Was saying "no" a good idea?  Personally, yes; professionally no.  Is that "balance"?  I suppose that depends what happens from here. . .if I miss out on a professional opportunity that I'm currently seeking that would mean fewer hours, because I didn't take this trip, that would be a loss for all of us. . .but then there is the first day of school, which is something.  It MEANS something to be there in the morning and take her in.  It MEANS something to have this upcoming week of vacation together.  It MEANS something to be there at the end of the day to talk about how her day went, in person and not on FaceTime.  It MEANS something to tuck her in that first week.

The struggle continues.

Sunday, August 14, 2016

Health Update

First, my appointment regarding the genetic testing went WELL.  So well.  I didn't test positive for any genetic mutations, and there were no mutations at all of unknown significance--which is a grey area that can happen, where they know a gene isn't normal, but they can't tell you the significance of that mutation, because they don't yet know the impact.  Everything they looked at was NORMAL.

This was a huge, huge, huge relief, because they told me at my initial pre-testing appointment that the transmission rate for all of these things was 50%, and I was terrified about what this could have meant for the girls.  And oh yeah, me, too.  But, all was normal.  Sheer, sheer, relief.

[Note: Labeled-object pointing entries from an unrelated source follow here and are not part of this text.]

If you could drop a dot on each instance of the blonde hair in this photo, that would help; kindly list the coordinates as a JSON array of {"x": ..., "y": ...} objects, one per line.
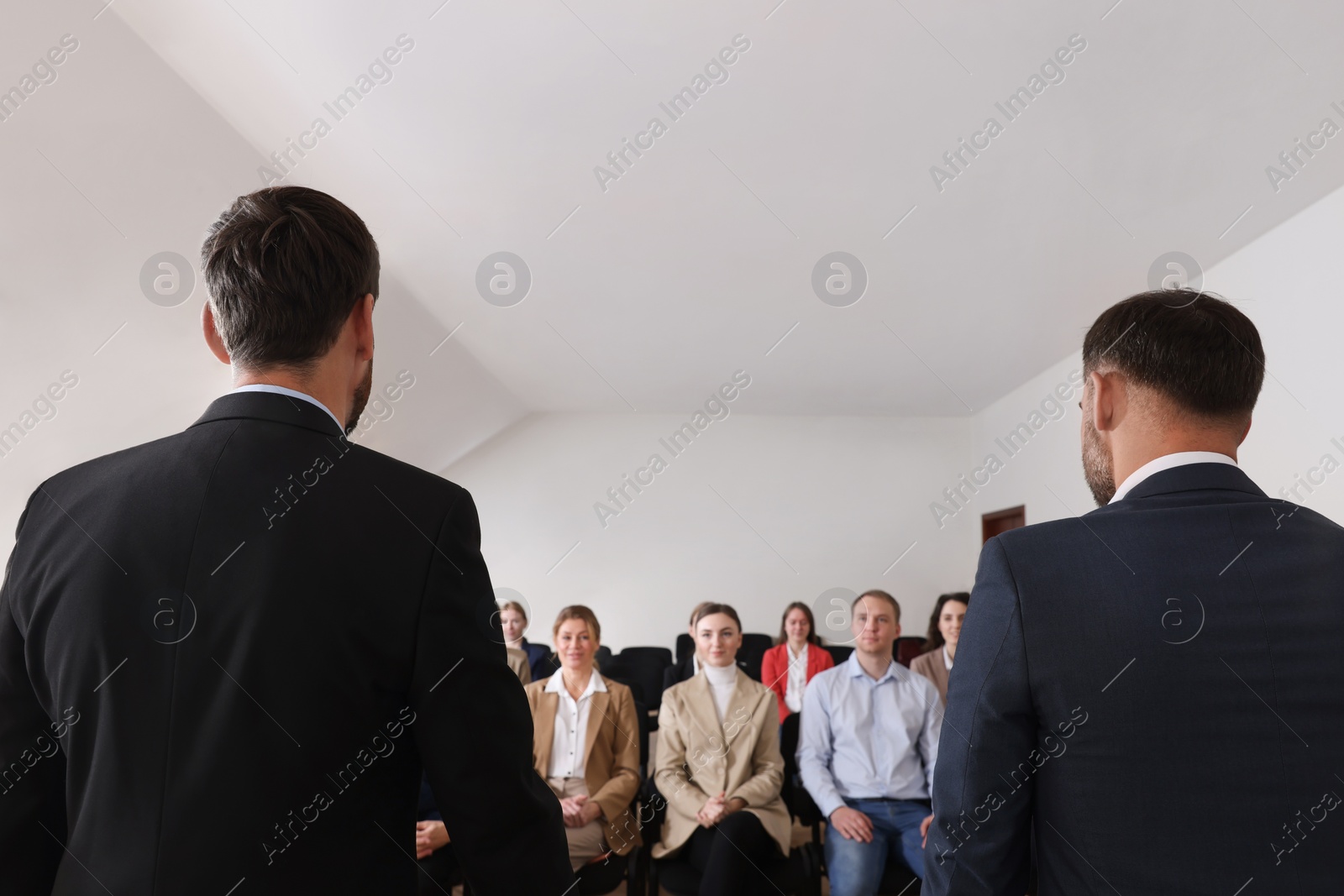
[
  {"x": 578, "y": 611},
  {"x": 517, "y": 607}
]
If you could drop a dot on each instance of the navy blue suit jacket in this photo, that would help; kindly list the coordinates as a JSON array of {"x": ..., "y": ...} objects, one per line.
[{"x": 1156, "y": 689}]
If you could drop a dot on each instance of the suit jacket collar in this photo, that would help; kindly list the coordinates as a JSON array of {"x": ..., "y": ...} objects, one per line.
[
  {"x": 270, "y": 406},
  {"x": 1194, "y": 477}
]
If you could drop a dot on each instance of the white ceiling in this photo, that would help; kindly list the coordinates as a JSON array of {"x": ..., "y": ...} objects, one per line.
[{"x": 699, "y": 258}]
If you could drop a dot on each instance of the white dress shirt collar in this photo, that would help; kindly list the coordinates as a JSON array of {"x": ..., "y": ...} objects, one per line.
[
  {"x": 1166, "y": 463},
  {"x": 281, "y": 390}
]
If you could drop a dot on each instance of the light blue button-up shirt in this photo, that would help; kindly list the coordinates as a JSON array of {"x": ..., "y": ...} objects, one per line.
[{"x": 864, "y": 739}]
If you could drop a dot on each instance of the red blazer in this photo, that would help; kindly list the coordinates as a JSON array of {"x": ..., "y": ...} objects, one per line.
[{"x": 774, "y": 669}]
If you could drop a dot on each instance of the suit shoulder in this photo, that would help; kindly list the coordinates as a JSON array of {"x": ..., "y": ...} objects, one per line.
[{"x": 410, "y": 474}]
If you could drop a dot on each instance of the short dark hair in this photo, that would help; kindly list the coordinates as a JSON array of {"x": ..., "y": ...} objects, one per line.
[
  {"x": 934, "y": 638},
  {"x": 812, "y": 624},
  {"x": 284, "y": 268},
  {"x": 1193, "y": 347},
  {"x": 880, "y": 595}
]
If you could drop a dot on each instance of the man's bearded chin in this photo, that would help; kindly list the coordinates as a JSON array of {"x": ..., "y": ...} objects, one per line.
[
  {"x": 362, "y": 394},
  {"x": 1099, "y": 466}
]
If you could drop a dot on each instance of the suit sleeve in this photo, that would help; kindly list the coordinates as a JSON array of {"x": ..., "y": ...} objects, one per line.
[
  {"x": 671, "y": 774},
  {"x": 774, "y": 678},
  {"x": 980, "y": 839},
  {"x": 766, "y": 762},
  {"x": 474, "y": 727},
  {"x": 33, "y": 770},
  {"x": 616, "y": 794}
]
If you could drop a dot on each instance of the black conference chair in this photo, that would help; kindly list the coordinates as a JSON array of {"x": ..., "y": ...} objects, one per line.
[
  {"x": 895, "y": 879},
  {"x": 685, "y": 647},
  {"x": 647, "y": 665},
  {"x": 907, "y": 649},
  {"x": 753, "y": 652}
]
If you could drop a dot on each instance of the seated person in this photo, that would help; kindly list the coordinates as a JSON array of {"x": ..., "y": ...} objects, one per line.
[
  {"x": 934, "y": 664},
  {"x": 586, "y": 743},
  {"x": 788, "y": 667},
  {"x": 521, "y": 665},
  {"x": 514, "y": 621},
  {"x": 690, "y": 664},
  {"x": 867, "y": 746},
  {"x": 719, "y": 768}
]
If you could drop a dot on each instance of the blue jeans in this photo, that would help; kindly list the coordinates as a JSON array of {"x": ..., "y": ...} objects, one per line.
[{"x": 853, "y": 867}]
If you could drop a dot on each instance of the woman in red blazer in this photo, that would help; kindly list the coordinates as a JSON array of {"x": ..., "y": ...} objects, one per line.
[{"x": 800, "y": 652}]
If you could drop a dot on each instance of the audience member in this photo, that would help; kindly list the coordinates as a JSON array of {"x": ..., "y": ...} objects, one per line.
[
  {"x": 586, "y": 743},
  {"x": 517, "y": 661},
  {"x": 866, "y": 754},
  {"x": 797, "y": 656},
  {"x": 690, "y": 664},
  {"x": 514, "y": 621},
  {"x": 719, "y": 768},
  {"x": 936, "y": 661}
]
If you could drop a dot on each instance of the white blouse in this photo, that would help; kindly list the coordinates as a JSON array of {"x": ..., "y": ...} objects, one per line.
[
  {"x": 722, "y": 680},
  {"x": 797, "y": 679},
  {"x": 571, "y": 720}
]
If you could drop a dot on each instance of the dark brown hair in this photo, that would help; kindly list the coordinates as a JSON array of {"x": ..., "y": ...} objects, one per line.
[
  {"x": 934, "y": 638},
  {"x": 284, "y": 268},
  {"x": 710, "y": 609},
  {"x": 882, "y": 595},
  {"x": 1193, "y": 347},
  {"x": 812, "y": 624}
]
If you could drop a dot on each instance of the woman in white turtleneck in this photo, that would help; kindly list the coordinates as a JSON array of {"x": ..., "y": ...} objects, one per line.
[{"x": 719, "y": 766}]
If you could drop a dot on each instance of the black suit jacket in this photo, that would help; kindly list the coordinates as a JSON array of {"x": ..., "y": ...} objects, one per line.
[
  {"x": 1156, "y": 689},
  {"x": 239, "y": 647}
]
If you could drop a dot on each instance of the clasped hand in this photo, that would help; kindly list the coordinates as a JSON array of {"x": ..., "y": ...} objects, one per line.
[
  {"x": 578, "y": 810},
  {"x": 717, "y": 809}
]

I could tell in my appointment that they were a bit surprised, given my family history, that they didn't find any mutations.  They told me that they did a much broader panel for me than they normally do for most people--they tested for a pile of things.  In short, in the end, they said that the appendix thing that happened to me was just shit luck, as opposed to having a genetic underpinning.  They'd like me to come back in 5-7 years to update them on family history, if I have a spare minute.  And they want me to eat healthy.  :)

I'm still nervous about health stuff.  I have my regular re-screening in a few weeks re: the appendix thing.  I will be very nervous.  But for now, in this moment, all is okay.

Wednesday, July 27, 2016


Yesterday at 4:30 they called to tell me that the genetics testing was back, and they moved my appointment up to this afternoon. It was so unexpected and my appointment was still so far away that I had not even worried about the results much yet.

I'm on my way to the appointment now, and I am worried. It didn't help th public transportation here is a mess right now, and I missed the train I had planned to take. I had to pay a small pile of extra money to take the high speed train so that I can make my appointment, which is outside the city.

I am hoping for the best, because the alternative would really, really suck.